For other third-party modules that we call from Zulip, one either needs to add an ignore_missing_imports entry in mypy.ini in the root of the project, letting mypy know that it’s third-party code, or add type stubs to the stubs/ directory, which has type stubs that mypy can use to type-check calls into that third-party module.

It’s easy to add new stubs! Just read the docs, look at some of existing examples to see how they work, and remember to remove the ignore_missing_imports entry in mypy.ini when you add them.

For any third-party modules that don’t have stubs, mypy treats everything in the third-party module as an Any, which is the right model (one certainly wouldn’t want to need stubs for everything just to use mypy!), but means the code can’t be fully type-checked.

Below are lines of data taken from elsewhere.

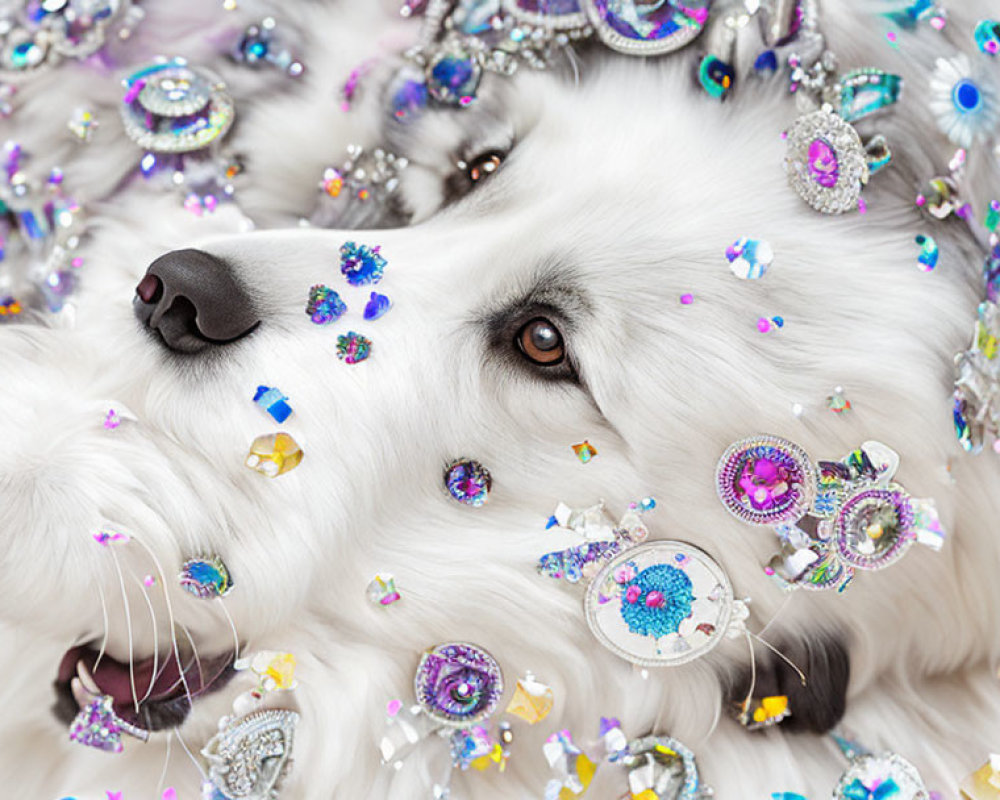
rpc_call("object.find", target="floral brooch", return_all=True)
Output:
[715,435,944,591]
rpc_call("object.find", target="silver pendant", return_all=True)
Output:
[201,709,299,800]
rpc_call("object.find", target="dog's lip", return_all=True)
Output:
[56,645,234,728]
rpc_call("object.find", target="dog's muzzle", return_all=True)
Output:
[132,249,260,353]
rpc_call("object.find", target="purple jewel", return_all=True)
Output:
[517,0,580,16]
[414,642,503,727]
[809,139,840,189]
[594,0,709,47]
[427,51,482,105]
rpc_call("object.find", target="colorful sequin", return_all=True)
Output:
[444,459,493,508]
[340,242,386,286]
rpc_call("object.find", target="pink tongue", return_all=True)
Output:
[59,646,232,725]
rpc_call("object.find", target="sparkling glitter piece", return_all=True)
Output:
[506,672,555,725]
[621,735,711,800]
[726,236,774,280]
[306,284,347,325]
[973,19,1000,56]
[587,0,709,55]
[243,433,304,478]
[365,572,401,606]
[364,292,392,322]
[179,556,233,598]
[914,233,939,272]
[542,730,597,800]
[715,435,816,525]
[444,459,493,508]
[337,331,372,364]
[826,386,851,414]
[69,695,125,753]
[340,242,386,286]
[253,386,292,423]
[414,642,503,727]
[698,55,736,100]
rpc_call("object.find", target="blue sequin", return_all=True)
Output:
[621,564,694,639]
[951,79,982,113]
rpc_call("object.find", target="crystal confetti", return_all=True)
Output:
[243,433,304,478]
[542,730,597,800]
[444,459,493,508]
[365,572,400,606]
[180,555,233,598]
[253,386,292,422]
[826,386,851,414]
[337,331,372,364]
[506,672,555,725]
[726,236,774,280]
[572,439,597,464]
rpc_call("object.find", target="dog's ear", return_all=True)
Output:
[727,633,851,733]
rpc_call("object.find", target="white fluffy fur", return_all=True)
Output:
[0,0,1000,800]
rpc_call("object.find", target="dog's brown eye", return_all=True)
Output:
[517,317,566,367]
[465,150,503,183]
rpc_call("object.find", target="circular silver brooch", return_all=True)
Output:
[785,109,869,214]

Note: When editing stubs, we recommend using tools/run-mypy --no-daemon, because the mypy daemon’s caching system has some bugs around editing stubs that can be confusing.

type_debug.py

zerver/lib/type_debug.py has a useful decorator print_types. It prints the types of the parameters of the decorated function and the return type whenever that function is called. This can help find out what parameter types a function is supposed to accept, or if parameters with the wrong types are being passed to a function.

Here is an example using the interactive console:

>>> from zerver.lib.type_debug import print_types
>>>
>>> @print_types
... def func(x, y):
...     return x + y
...
>>> func(1.0, 2)
func(float, int) -> float
3.0
>>> func('a', 'b')
func(str, str) -> str
'ab'
>>> func((1, 2), (3,))
func((int, int), (int,)) -> (int, int, int)
(1, 2, 3)
>>> func([1, 2, 3], [4, 5, 6, 7])
func([int, ...], [int, ...]) -> [int, ...]
[1, 2, 3, 4, 5, 6, 7]

print_all prints the type of the first item of lists. So [int, ...] represents a list whose first element’s type is int. Types of all items are not printed because a list can have many elements, which would make the output too large.

Similarly in dicts, one key’s type and the corresponding value’s type are printed. So {1: 'a', 2: 'b', 3: 'c'} will be printed as {int: str, ...}.